The Defense Advanced Research Projects Agency (DARPA) last week announced the Phoenix program to "develop technologies to cooperatively harvest and re-use valuable components from retired, nonworking satellites in GEO and demonstrate the ability to create new space systems at greatly reduced cost." There is a lot of work that needs to be done, but as DARPA Director Regina E. Dugan points out, "If this program is successful, space debris becomes space resource."
David Barnhart, DARPA program manager, explained some of the complications. "Satellites in GEO are not designed to be disassembled or repaired, so it's not a matter of simply removing some nuts and bolts. This requires new remote imaging and robotics technology and special tools to grip, cut, and modify complex systems, since existing joints are usually molded or welded. Another challenge is developing new remote operating procedures to hold two parts together so a third robotic 'hand' can join them with a third part, such as a fastener, all in zero gravity. For a person operating such robotics, the complexity is similar to trying to assemble via remote control multiple Legos at the same time while looking through a telescope."
DARPA is seeking expertise from "international and non-traditional space communities" to make this possible. DARPA said Phoenix "specifically seeks technologies for developing a new class of small 'satlets,' or nanosatellites, which can be sent more economically to the GEO region through existing ride-along services with commercial satellite launches and then robotically attached to the antenna of a nonfunctional cooperating satellite to essentially create a new space system."

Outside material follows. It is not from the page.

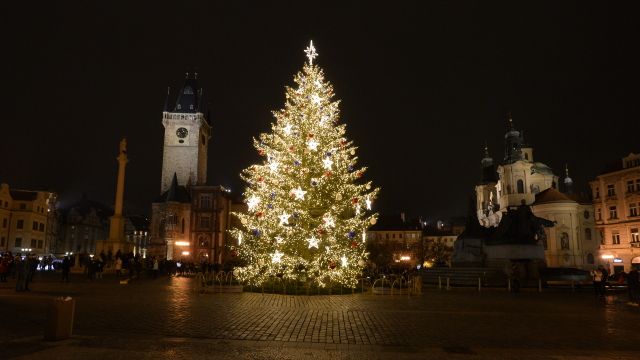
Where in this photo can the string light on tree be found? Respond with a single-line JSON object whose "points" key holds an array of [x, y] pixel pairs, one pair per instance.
{"points": [[310, 184]]}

The 'satlets' would be deployed using a to-be-designed payload delivery system or "PODS" and be housed in a tender in geostationary orbit. They would communicate with each other and be controlled through a master satellite such as DARPA's System F6. DARPA describes it this way, "Once the tender arrives on-orbit, the PODS would be released from its ride-along host and linked with the tender to become part of the satellite servicing station's 'tool belt.' The tender plans to be equipped with grasping mechanical arms and remote vision systems to remove components and satlets from the PODS using unique space tools to be developed in the program."
The first keystone mission of the Phoenix program is planned for 2015 "to demonstrate harvesting an existing, cooperative, retired satellite aperture, by separating it from the host non-working satellite using on-orbit grappling tools controlled remotely from earth. The aperture will then be reconfigured into a 'new' free-flying space system and operated independently to demonstrate the concept of space 're-use.'"
Considering the problems we've seen with antennas and solar arrays that don't deploy properly from satellites once they are in orbit, it appears even a simple system could from benefit some of the estimated more than $300 billion worth of satellites in geosynchronous orbit when they don't work properly. For the military, it could also provide a way to disable enemies' satellites without creating a belt of space junk that would pose a danger to friendly commercial and military satellites when their orbits intersect.